Big-box child care has arrived in Ontario.
Calgary-based Edleun Group Inc., which began trading on the Toronto Stock Exchange in early 2010, announced plans Monday to acquire seven daycares in the province, including four in the Greater Toronto Area and three in Windsor.
Edleun's expansion into Ontario comes at a time when the province's patchwork of mostly non-profit daycare programs is teetering on the verge of collapse due to municipal cuts, chronic provincial underfunding and the loss of 4- and 5-year-olds to all-day kindergarten.
Advocates who have been lobbying for a public or non-profit system of high-quality, affordable child care for all families that need it, say Edleun's arrival marks the beginning of the privatization of daycare in Ontario.
"From the point of view of children and families, this is one of the worst things that could possibly happen in Ontario," warned Canadian daycare expert Martha Friendly, of the Child Care Resource and Research Unit.

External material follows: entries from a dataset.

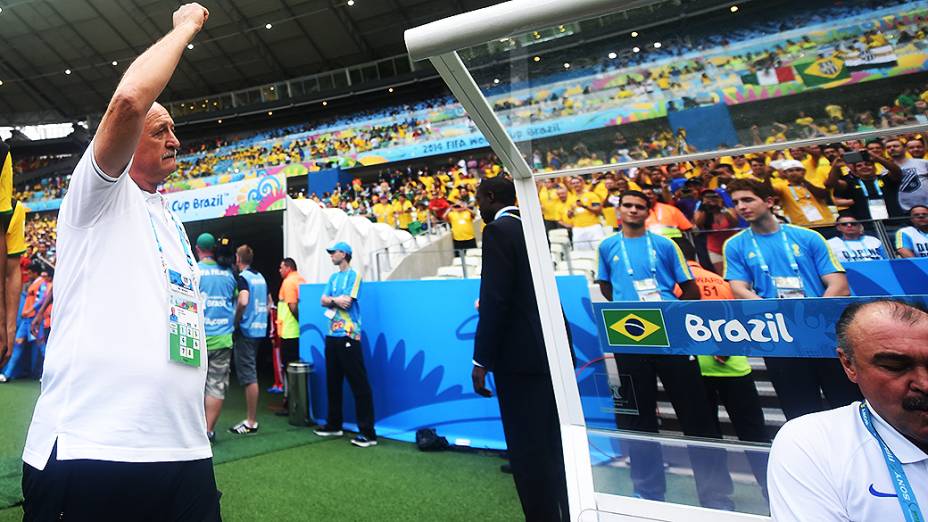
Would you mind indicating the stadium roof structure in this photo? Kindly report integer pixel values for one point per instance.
(60, 61)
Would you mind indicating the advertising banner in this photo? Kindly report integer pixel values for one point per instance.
(263, 194)
(418, 344)
(757, 328)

A large international body of research has found that for-profit daycare provides lower-quality care for young children than non-profit or public programs. Non-profit and public daycares are also more accessible and affordable for parents and more accountable to taxpayers, research shows.
Publicly traded child-care companies are particularly problematic, Friendly said, because they can raise large amounts of capital and quickly become major corporate players. Since their primary goal is to return profits to shareholders, they have an incentive to keep standards low, she noted.
Education Minister Laurel Broten said she is aware of Edleun and continues to monitor the percentage of private child-care centres in Ontario, which has grown to 26 per cent from 23 per cent two years ago. But she won't declare a moratorium on new private licences or subsidies because some communities don't have any non-profit providers.
"We've always had a balance in our delivery model for child care," she said, adding that both non-profit and for-profit programs must adhere to the same licensing standards.
Edleun has links to Australia's now-defunct ABC Learning Centres, once the largest child care conglomerate in the world. ABC made international headlines in 2008 when it went belly-up amid reports of stock market irregularities, poor quality and rising parent fees.
Edleun President and Chief Operating Officer Ty Durekas refused in an interview to comment on the demise of ABC Learning. And he rejected advocates' warnings that corporate child care delivers inferior programs.
"We believe that we can provide an equal quality (program) for children and families in Ontario," he said.
Ontario Early Learning adviser Charles Pascal, who has just returned from Australia where he talked to child-care staff who worked at former ABC Learning centres, is alarmed by the arrival big box child care in Ontario.
"I heard horror stories of corner-cutting designed to make profits off of low-quality care. Nice-looking environments, badly paid, badly trained workers, with cookie cutter toys," he said.
"The (Ontario) government noted in its (election) platform that it's time to 'modernize child care' in the province," he said. "There should be no place for big-box child care in its plans."